Further – as I see with cases of my friends who pay to have their houses cleaned – there’s middle-class guilt at play in this employer-staff dynamic. This often means they don’t actually want to ask for what they want. They just hope (or expect) that it goes unsaid.
Which is why, clearly, people seem to hate their cleaners.
At one point in everybody’s life, I think every human should have to clean another person’s house for money. It’s a vital life experience.
I’ve had two cleaning jobs, the first at university when I was an after-school cleaner, and the second when I needed to support my early writing career so I cleaned houses for $20 cash an hour.
It’s hard, physical, thankless work. You get to see how people really live. You see their mess, their smells, their nasty routines. You scrub and you sweat. You’re on your hands and knees. Sometimes you’re even watched over.
Sounds demoralising, right? It can be, but it’s also satisfying because you have true transformation powers. You walk into something disgusting and leave it beautiful.
But that’s not why I think everyone should give house cleaning a go. It is because cleaning for a living is truly how “the other half lives”. That is, half of the world cleans up after others to provide for themselves and their families.
Cleaners go about this planet invisibly, when the rest of us are at work (or way after we’ve left work) and never get seen. But they are there, every day, cleaning up after us.
Every shop, café, and restaurant is serviced. Every office, train station, park, street. It’s someone’s job to clean up the filth others don’t realise they make.
Yet modern society has conditioned us to complain when anything is dirty. “Isn’t this someone’s job to clean?” we might mutter to ourselves when a shop counter is dusty, a street has rubbish on it, or the carpet in your office is covered in crumbs.
Why is the thought of cleaning up after yourself, or others, so invalidating to many people? It doesn’t mean you’ve failed or you’re unsuccessful. It means you’re conscientious. You care about your own surroundings. You take pride in maintenance.
I know what some people who hire cleaners for their homes will be reading this column. “Cleaners choose to clean! They could do something else if they wanted!”
And while that may be true, some people clean because they have no other choice. There’s also nothing wrong with that. Back in the early 20th Century, following your ancestors’ footsteps into service was admirable. It’s only because of Western upward mobility of the last 100 years that we think cleaning for a living is something for “others”.
If you’re the parent of teenagers now, you’d do well to encourage them to clean for their first job.
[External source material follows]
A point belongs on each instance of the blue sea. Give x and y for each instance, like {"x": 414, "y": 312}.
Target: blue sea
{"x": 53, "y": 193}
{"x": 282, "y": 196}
It’s an experience that will serve them well for the rest of their lives.
It will teach them humility and pride. They’ll see tangible outcomes for their efforts and take this lesson into adulthood. It’s an experience in physical hard work, something many people today are insulated from. And the money isn’t bad when you’re just starting out in life, either.
Cleaning isn’t beneath anyone. Cleaners are the cornerstone of society. They allow everything else to function. That is something everyone should have first-hand experience with.